The U.S. 4th Circuit Court of Appeals en banc today, in opinions spanning 285 pages, affirmed a Maryland federal district court's grant of a preliminary injunction against the Proclamation setting out the third version of President Trump's travel ban.  In International Refugee Assistance Project v. Trump, (4th Cir. en banc, Feb. 15, 2018), the court by a vote of 9-4 held that plaintiffs are likely to succeed on the merits of their Establishment Clause claim.  Chief Judge Gregory's majority opinion said in part:
[H]ere the Government’s proffered rationale for the Proclamation lies at odds with the statements of the President himself. Plaintiffs here do not just plausibly allege with particularity that the Proclamation’s purpose is driven by anti-Muslim bias, they offer undisputed evidence of such bias: the words of the President. This evidence includes President Trump’s disparaging comments and tweets regarding Muslims; his repeated proposals to ban Muslims from entering the United States; his subsequent explanation that he would effectuate this “Muslim” ban by targeting “territories” instead of Muslims directly; the issuance of EO-1 and EO-2, addressed only to majority-Muslim nations; and finally the issuance of the Proclamation, which not only closely tracks EO-1 and EO-2, but which President Trump and his advisors described as having the same goal as EO-1 and EO-2.....
While the majority ultimately concluded that it would not rely on President Trump's pre-election statements in reaching its conclusion, it nevertheless indicated that it would have been permissible to do so:
Perhaps in implicit recognition of the rawness of the religious animus in the President’s pre-election statements, the Government urges us to disregard them.

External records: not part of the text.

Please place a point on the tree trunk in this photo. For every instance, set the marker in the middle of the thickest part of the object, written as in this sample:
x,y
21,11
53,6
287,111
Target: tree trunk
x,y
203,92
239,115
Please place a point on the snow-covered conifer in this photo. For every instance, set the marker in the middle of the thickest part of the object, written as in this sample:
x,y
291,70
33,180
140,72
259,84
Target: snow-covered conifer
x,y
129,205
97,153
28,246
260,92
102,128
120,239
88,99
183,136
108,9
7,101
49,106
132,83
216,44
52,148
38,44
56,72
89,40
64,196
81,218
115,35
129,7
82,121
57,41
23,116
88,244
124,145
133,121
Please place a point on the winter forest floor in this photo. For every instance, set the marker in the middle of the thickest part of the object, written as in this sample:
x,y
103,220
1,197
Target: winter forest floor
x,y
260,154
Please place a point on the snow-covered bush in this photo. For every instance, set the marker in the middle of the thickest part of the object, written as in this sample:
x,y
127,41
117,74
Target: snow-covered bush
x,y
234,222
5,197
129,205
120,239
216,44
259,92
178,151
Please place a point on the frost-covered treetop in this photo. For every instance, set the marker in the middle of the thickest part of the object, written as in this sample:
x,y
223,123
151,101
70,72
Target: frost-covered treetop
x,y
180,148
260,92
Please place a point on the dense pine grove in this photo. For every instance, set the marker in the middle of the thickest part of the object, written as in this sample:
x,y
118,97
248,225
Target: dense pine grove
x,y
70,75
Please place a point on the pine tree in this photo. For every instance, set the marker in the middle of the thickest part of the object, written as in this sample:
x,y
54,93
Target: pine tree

This is a difficult argument to make given that the President and his advisors have repeatedly relied on these pre-election statements to explain the President’s post-election actions related to the travel ban....  [I]n McCreary, the Supreme Court reminded us that “the world is not made brand new every morning.” .... Because “reasonable observers have reasonable memories,” these statements certainly provide relevant context when examining the purpose of the Proclamation.
The majority concluded:
In sum, the face of the Proclamation, read in the context of President Trump’s official statements, fails to demonstrate a primarily secular purpose. To the objective observer, the Proclamation continues to exhibit a primarily religious anti-Muslim objective. Our constitutional system creates a strong presumption of legitimacy for presidential action and we often defer to the political branches on issues related to immigration and national security. But the disposition in this case is compelled by the highly unusual facts here. Plaintiffs offer undisputed evidence that the President of the United States has openly and often expressed his desire to ban those of Islamic faith from entering the United States. The Proclamation is thus not only a likely Establishment Clause violation, but also strikes at the basic notion that the government may not act based on “religious animosity.”
Six of the judges would have also found a likelihood of success on at least some of plaintiffs' statutory challenges to the Proclamation. Four concurring opinions and two dissenting opinions were also filed. Pursuant to an earlier U.S. Supreme Court order, the court stayed the injunction pending a petition for certiorari to the Supreme Court. Richmond Times-Dispatch reports on today's decision.